年間捕獲数は3万匹から1200匹に減少  

 北極海近辺の先住民族は古くからニシオンデンザメの骨や歯、皮などを利用していました。肉には毒性の成分が含まれているため、食す時は乾燥や洗浄を繰り返す必要があります。1990年代までは肝臓が肝油などに利用されたほか、アイスランドでは「ハカール」と言う発酵食品の材料として使われており、年間約3万匹ものニシオンデンザメが捕獲されていました。近年は、成魚になるまで時間がかかることが判明し、生息数も減少してきていることから、環境保護団体や海洋研究者たちによって保護されています。
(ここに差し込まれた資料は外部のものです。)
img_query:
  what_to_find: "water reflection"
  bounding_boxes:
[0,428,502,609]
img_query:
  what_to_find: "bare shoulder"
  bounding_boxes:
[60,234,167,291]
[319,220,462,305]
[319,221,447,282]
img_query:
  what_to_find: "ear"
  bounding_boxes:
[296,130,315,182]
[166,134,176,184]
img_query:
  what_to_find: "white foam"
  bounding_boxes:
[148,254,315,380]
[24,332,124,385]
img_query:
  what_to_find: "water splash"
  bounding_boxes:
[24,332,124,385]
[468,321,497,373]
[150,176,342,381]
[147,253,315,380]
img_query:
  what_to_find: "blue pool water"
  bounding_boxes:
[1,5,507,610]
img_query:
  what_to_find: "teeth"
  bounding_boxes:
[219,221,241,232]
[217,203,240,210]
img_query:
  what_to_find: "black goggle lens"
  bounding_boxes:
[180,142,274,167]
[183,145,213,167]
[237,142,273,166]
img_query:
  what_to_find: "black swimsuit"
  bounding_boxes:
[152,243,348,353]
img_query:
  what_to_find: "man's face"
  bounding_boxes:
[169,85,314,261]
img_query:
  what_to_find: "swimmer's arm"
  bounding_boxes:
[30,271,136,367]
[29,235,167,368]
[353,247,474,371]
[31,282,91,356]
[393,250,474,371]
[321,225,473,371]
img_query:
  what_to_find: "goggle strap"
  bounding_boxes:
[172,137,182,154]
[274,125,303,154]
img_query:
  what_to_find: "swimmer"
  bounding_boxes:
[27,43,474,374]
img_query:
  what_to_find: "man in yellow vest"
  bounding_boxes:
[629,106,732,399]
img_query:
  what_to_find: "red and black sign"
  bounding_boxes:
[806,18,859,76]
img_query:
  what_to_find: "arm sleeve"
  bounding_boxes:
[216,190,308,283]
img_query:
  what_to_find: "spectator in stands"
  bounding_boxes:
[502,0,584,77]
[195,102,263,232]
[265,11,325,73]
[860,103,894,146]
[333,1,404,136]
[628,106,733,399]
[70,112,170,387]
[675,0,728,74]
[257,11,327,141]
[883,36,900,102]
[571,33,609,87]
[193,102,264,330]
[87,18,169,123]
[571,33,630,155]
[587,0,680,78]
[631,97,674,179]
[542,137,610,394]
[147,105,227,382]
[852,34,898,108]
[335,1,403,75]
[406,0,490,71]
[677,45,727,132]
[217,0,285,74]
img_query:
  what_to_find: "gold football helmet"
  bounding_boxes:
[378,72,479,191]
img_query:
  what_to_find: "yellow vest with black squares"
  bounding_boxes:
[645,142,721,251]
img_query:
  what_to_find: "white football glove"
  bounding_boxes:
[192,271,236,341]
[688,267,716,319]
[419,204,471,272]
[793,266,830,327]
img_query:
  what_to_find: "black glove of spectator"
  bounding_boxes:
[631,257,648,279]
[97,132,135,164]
その甲斐あって、間違って水揚げされるものも含め、捕獲されるニシオンデンザメは年間1200匹までに減少しました。 

 

長寿メカニズムを人間に応用できる可能性  

 ニシオンデンザメの超長寿の秘密は、肉に毒が含まれるため捕食されにくいことや、大変ゆっくりとした代謝、棲息する北大西洋の深海の水の冷たさなどにあると考えられていますが、未だはっきりとは分かっていません。しかし、この先の研究で詳細が判明した暁には、その長寿のメカニズムを応用することにより、私たち人間がより長い寿命を獲得できる可能性があると言われています。